028: Statics and Dynamics

biomechanics Sep 05, 2021

Forces are being exerted on, by, and around you all the time. Even when you're sat in a chair reading this post on your smartphone or laptop, and you're not moving, forces are being exerted between your back and the chair you're sitting on and between your feet and the ground. Your muscles are also producing forces throughout your entire body to counteract the pull of gravity and keep you upright. Forces can exist even without motion, and your muscles generate them continuously to maintain certain positions and stabilise your posture when you're not moving.

When motion is not present, biomechanists use the principles of a branch of physics (specifically a sub-branch of mechanics) called statics to understand stationary posture. As the name implies, statics looks at things that aren't moving. However, they also look at things that are moving at a constant velocity. When an object or system is static, it is said to be in equilibrium. Equilibrium is a term that describes a state in which forces are in balance: the forces that caused the initial motion, or changed the speed or direction of movement, are cancelled out by opposing forces.

The principles of statics are also used to examine the nature of stresses acting on a particular anatomical structure and understand the size of muscular forces generated during stationary postures. For example, statics provides biomechanists with answers to questions about the amount of tension produced by the deltoid muscle group when a person holds their arm extended out to the side and how that tension affects structures like tendons, ligaments, and bones. Those answers give us an insight into how forces might contribute to adaptation or injury. Since the kinematics don't change, statics typically utilises kinetic analysis to understand the forces that are responsible for a position or maintaining a constant velocity.

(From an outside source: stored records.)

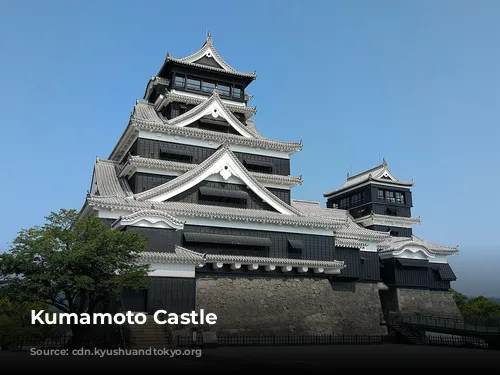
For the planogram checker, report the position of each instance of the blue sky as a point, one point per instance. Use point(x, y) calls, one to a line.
point(415, 82)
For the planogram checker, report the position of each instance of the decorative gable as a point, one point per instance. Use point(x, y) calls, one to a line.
point(223, 165)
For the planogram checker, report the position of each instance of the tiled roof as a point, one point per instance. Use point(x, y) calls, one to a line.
point(389, 220)
point(227, 114)
point(346, 242)
point(179, 256)
point(214, 212)
point(145, 117)
point(350, 231)
point(209, 50)
point(108, 184)
point(380, 173)
point(151, 213)
point(179, 97)
point(138, 161)
point(182, 255)
point(399, 243)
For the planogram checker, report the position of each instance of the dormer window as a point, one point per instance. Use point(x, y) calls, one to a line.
point(400, 198)
point(207, 87)
point(176, 155)
point(380, 195)
point(389, 196)
point(237, 92)
point(194, 84)
point(224, 90)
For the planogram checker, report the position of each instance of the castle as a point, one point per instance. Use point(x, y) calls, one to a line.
point(213, 196)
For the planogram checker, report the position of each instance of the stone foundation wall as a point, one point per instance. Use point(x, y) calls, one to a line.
point(427, 302)
point(290, 306)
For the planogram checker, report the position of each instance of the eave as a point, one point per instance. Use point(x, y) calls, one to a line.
point(397, 221)
point(185, 256)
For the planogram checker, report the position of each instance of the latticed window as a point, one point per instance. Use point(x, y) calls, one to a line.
point(400, 198)
point(389, 196)
point(180, 81)
point(381, 195)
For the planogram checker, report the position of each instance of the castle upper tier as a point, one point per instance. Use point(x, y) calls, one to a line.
point(213, 196)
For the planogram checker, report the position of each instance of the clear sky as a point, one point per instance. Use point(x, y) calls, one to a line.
point(416, 82)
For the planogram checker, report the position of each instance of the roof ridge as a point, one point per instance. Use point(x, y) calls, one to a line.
point(365, 172)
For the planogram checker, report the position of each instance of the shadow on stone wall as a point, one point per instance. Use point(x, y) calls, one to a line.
point(304, 306)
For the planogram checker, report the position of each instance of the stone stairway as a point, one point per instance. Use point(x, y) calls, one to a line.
point(405, 330)
point(149, 335)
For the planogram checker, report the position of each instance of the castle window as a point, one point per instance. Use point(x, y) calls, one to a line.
point(357, 199)
point(222, 197)
point(180, 81)
point(400, 198)
point(207, 87)
point(344, 203)
point(237, 91)
point(176, 155)
point(389, 196)
point(391, 212)
point(381, 195)
point(295, 248)
point(224, 90)
point(194, 84)
point(258, 166)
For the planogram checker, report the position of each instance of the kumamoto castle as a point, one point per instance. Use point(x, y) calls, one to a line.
point(213, 196)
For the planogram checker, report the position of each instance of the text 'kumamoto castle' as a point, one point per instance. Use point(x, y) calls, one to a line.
point(213, 195)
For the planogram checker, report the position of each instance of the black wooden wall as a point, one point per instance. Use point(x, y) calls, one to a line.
point(315, 247)
point(417, 273)
point(360, 264)
point(149, 148)
point(174, 294)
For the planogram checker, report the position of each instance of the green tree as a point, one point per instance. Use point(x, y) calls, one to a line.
point(78, 265)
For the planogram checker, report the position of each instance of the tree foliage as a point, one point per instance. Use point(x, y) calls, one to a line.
point(477, 308)
point(78, 265)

When you get up out of your chair after you're done reading this post, the muscles in your legs need to generate forces with which to push against the ground. Your motion accelerates from zero to however fast you travel when you stand up. Acceleration means how fast velocity changes, and the branch of mechanics that studies acceleration in systems is called dynamics. Biomechanists can use both kinematic and kinetic analyses in dynamics to understand motion.